We walked as a family through the leprosy settlement in Sitanala toward the night market. It is a small market, about the size of two basketball courts. There is a kiddy train and ferris wheel. There are clothing shops and traditional food stalls. Patients, staff, and outside people all mingle among fruit stands and boiling pots of oil. I bought apples and eggs to share. We walked back to the house to drop Yantina and the children off. Then Cecep and I rode the scooter to the Gamelan rehearsal. It is in a school classroom located within the hospital campus. The room is packed with enormous ancient instruments, filled with smoke from the musicians’ cloves and Djarum, and lit by the warm stage lights illuminating the puppet show. I sat mesmerized by the music. Gamelan transports you gently into an altered state of consciousness. The music is both repetitive and innovative/exploratory. They use a secret number system code to read music. The numbers range from 1-7, indicating do, re, me, fa, sol, la, ci. They write reams of these numbers and play 40 minute songs without taking a break. I learned how to play an instrument made out or resonant gold pots. I also learned how to play a bamboo instrument and this I got to play in one of the songs. 32122121313.. . I was particularly drawn to the Wayang master (puppeteer). He brought the intricate Indonesian puppets to life, seamlessly moving their arms, heads, and giving them voice. As their shadows danced across the curtain, I wondered about the historical importance of the Wayang. They are part of an ancient Indonesian tradition. The earliest record of the Wayang dates back to the 800s, a time when ancestral spirits cloaked the communities in stories, art, theater, dance, and superstition. Semar is believed to be the ancient spirit of Java and appears in many Wayang stories.
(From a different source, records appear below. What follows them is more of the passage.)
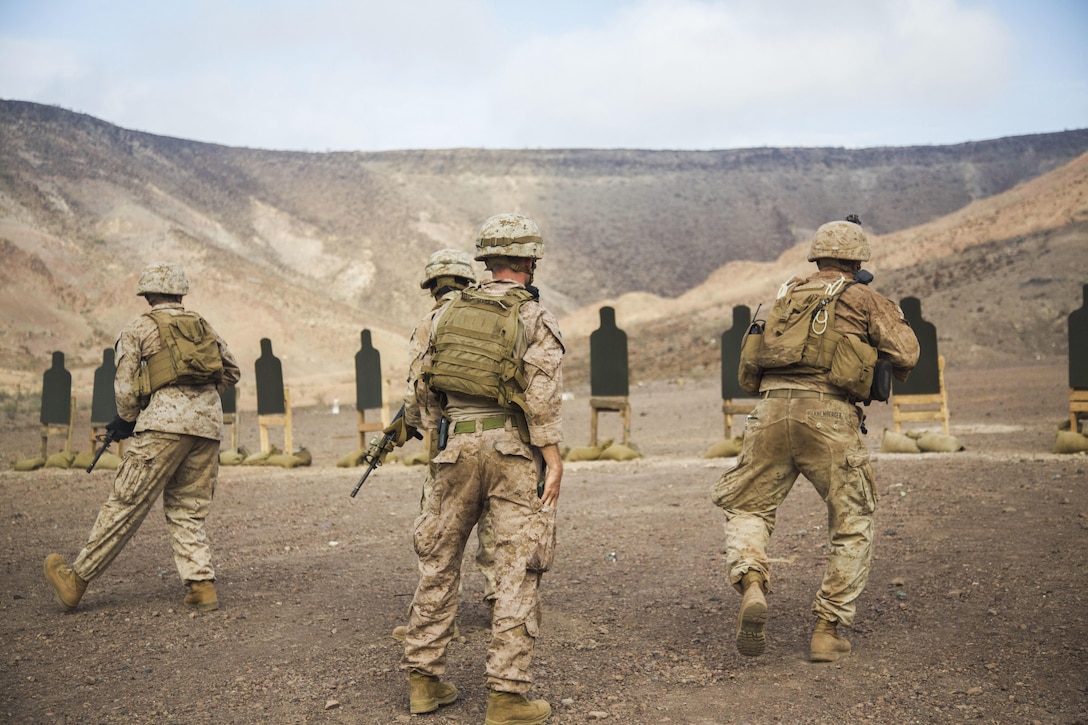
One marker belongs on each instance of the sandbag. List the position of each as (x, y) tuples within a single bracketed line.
[(232, 457), (259, 457), (60, 459), (29, 464), (108, 462), (1067, 441), (727, 449), (899, 443), (283, 461), (586, 452), (939, 443), (619, 452)]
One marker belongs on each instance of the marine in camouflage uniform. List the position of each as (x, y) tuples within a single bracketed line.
[(805, 425), (490, 466), (446, 272), (174, 451)]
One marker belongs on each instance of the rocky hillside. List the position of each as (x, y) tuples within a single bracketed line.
[(308, 249)]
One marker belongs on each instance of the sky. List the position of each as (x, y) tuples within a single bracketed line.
[(321, 75)]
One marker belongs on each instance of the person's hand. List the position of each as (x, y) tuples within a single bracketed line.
[(120, 429)]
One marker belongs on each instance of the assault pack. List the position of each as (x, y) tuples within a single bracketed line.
[(799, 334), (189, 354), (476, 345)]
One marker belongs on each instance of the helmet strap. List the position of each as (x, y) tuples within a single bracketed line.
[(850, 266)]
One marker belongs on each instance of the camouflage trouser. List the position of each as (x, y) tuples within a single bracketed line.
[(485, 541), (821, 440), (184, 468), (480, 471)]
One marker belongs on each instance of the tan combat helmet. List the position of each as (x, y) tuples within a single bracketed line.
[(162, 279), (509, 235), (447, 262), (840, 240)]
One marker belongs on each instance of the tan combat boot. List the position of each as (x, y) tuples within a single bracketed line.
[(68, 586), (753, 615), (827, 644), (202, 596), (515, 709), (427, 692)]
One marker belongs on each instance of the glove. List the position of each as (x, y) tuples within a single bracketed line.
[(399, 431), (120, 429)]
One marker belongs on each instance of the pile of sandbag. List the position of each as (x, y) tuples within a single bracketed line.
[(68, 459), (919, 441), (276, 457), (1070, 441)]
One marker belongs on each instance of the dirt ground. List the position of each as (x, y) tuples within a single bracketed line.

I think he was there tonight in the story, but it was in Javanese so I may have misunderstood. (I read about Indonesian art and history from this website: http://education.asianart.org/ and I highly recommend checking it out).
Cecep took me to the post office early in the morning so that I can finally send these letters that I have been writing since the beginning of my year in India. Seriously, I have carried them from country to country, collected stamps, envelopes, even addresses, but for some reason I just never sent them. Now I was determined that these letters arrive at their respective houses before I do (which is just over one month away!). The post office was unbelievably packed with people. They formed lines that snaked through the parking lot. What are they waiting for I asked? Certainly it couldn’t be post marks. “Money” Cecep told me. The government gives economically disadvantaged families 150,000 ru/ month. That is about $15/month, but it goes a long way.
I played pingpong with patients and staff in the afternoon. I am improving! I still have to learn the slam though.
Cecep, Yanti, and the kids have accepted me into their family warmly. They noticed that I am vegetarian so they took me out to an all vegetarian restaurant called “Visual Veggie”. It was Chinese food. Even though we cannot have philosophical discussions about the human condition across the language barrier (not that I always want to talk about pretentious things either, but just as an example) I really enjoy our broken English conversations and non-verbal communication.